Argela's products include Femtocell, fixed-mobile convergence, IMS/IN Applications, service delivery framework, three screen TV services and performance monitoring tools

Products

iTV 

Argela's iTV is an Internet television service distributed via the Internet. It allows the users to choose the program or the TV show they want to watch from an archive (VoD, TSTV)or live from a channel directory. iTV is Future-safe as internet bandwidth tends to increase in the near future. Tivibu is one of the field proven application which has attracted 110,000 users in first month  using Argela's iTV solution. iTV service won IP&TV industry award for Best IP TV, Hybrid or Connected TV Service Growth Achievement in 2011 by reaching one million subscribers in first year.
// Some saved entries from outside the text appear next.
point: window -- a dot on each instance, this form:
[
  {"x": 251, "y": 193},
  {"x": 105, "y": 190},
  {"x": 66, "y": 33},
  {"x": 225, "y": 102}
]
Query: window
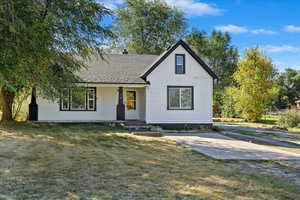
[
  {"x": 78, "y": 99},
  {"x": 179, "y": 64},
  {"x": 180, "y": 98},
  {"x": 131, "y": 100}
]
Argela ADz-on advertising platform 
Argela ADz-on consists of: ADz-on-Voice, ADz-on-Messaging, ADz-on-TV, ADz-on-Internet and ADz-on-VAS, Adz-on Ringback Tone Advertising.

Fixed-mobile convergence 

Argela's fixed-mobile convergence solution offers an extensive set of SIP clients: Web, PC, iPhone/iPod, Windows Mobile, Symbian, Android and Blackberry.
Tuitalk is a free Voip client made by Argela. It allows users to call landlines and mobile phones via Wi-Fi. The application was released in 2008 for Windows and Mac OS X.
WIROFON service won the CommsMEA “New Telecom Service of the Year” award  was also another application launched by Türk Telekom, later the software was also embedded in LG mobile devices. The campaign became a success with 20,000 device sales in only two weeks.

SCP & IN Applications 

Argela’a Service Control Platform (SCP) is the platform where multiple IN services can be deployed, including ICS(Intra Call Service), Ring Back Tone (RBT), Mobile Virtual Private Network (MVPN), Anonymous Call Rejection (ACR), Smart Call Termination (SCT), Virtual Mobile Attendant (VMA).

IMS Applications 

Argela's IMS Application portfolio includes Multimedia Ring Back Tone (M-RBT), Sponsored Call (SPC), Collect Call Service (CCS), 3rdParty Call Control (3PCC), Virtual Subscription (VS) and Centralized Service Management Platform.

Service Delivery Framework 

Argela's Service Delivery Framework(SDF)  based on Argela's Multiplay Service Delivery Platform(MSDP) promises rapid uptake of new services leading to ARPU and total revenue increase with automated service and partner management capabilities. Automated business processes reduce OPEX and re-use of infrastructure reduce CAPEX.

Performance monitoring tools 

Argela's monitoring tool dedicated to Prepaid subscribers; Prepaid Watcher has mechanisms to watch over and measure operators pre-paid systems.